Mankato Public Safety officials have not requested additional information or provided updates since, Hinton said, adding: “If asked, we will cooperate fully as the investigation progresses. But we have not been asked, at least not yet.”
School counselors have been available from the start for anyone associated with the school who might need them, although no one had requested help there either as of Tuesday morning.
Two letters about cyber-security and related issues also had been sent to the families of all 650-plus Math and Science Academy students by the end of the school day Sept. 2.
Front and center in the letters is a list of recommended cybersecurity conversation-starters between parents and their kids:
- Never post personal information or inappropriate content
- Explaining the risks of sexting and the permanence of online data
- How to avoid online predators with privacy controls like restricting apps’ location access
- Learning the warning signs of an online predator
- Reminding kids that safe adults won’t ask them to keep secrets or disrespect their boundaries
- Help kids identify a trusted adult they can go to for help
- Discuss steps they can take if a friend confides in them about inappropriate behavior online
- Explain that minors shouldn’t disseminate sexual-abuse material because it’s illegal
- Even if a child has already shared sexual-abuse material or been involved with inappropriate interactions, it’s not too late to tell an adult and get help
- Discuss cyberbullying.
The letters also include the link to the cybersecurity group Know2Protect’s website: https://www.dhs.gov/know2protect/take-action.

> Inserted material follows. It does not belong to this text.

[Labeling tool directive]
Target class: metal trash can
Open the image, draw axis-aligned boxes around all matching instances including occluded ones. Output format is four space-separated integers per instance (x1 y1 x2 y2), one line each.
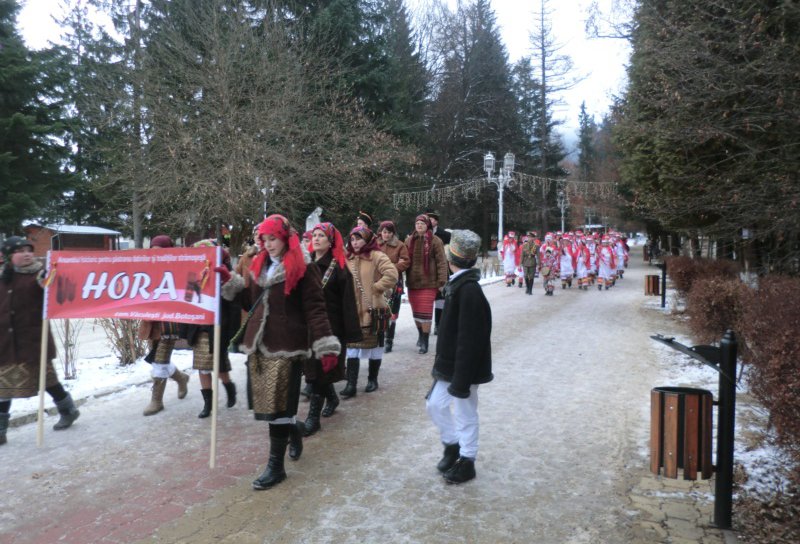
650 386 713 480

“We’re working to be sure that our families know we have the resources to support our students,” Hinton says as her interview concludes. “And we always want to know if there is any kind of disturbing or concerning behavior by any person associated with Math and Science Academy.”
Reassuring send-off
During a brief walk around the school’s grounds afterward, a Woodbury News Net visitor is struck by how little Math & Science Academy looks like a traditional public school and how much it looks like a small, deeply established, densely landscaped housing cluster.
Lush trees, thick shrubs and rock gardens are everywhere, and everyone just seems so quiet and peaceful, even the dozens of kids milling around in larger groups on raised concrete building entryways with steps flanked by boulders.
Asked whether it’s always this serene here, one girl thinks a second, then nods her head a little and smiles.
“Yeah, it pretty much is,” she says. “Well, maybe some of it is that there aren’t as many of us here right now – only the middle-school kids start today. The high school kids don’t get here till tomorrow.”
She ponders the question a bit yet again, finally declaring with another smile before the visitor departs: “Nah, it’s not really that so much. It really is pretty much always like this.”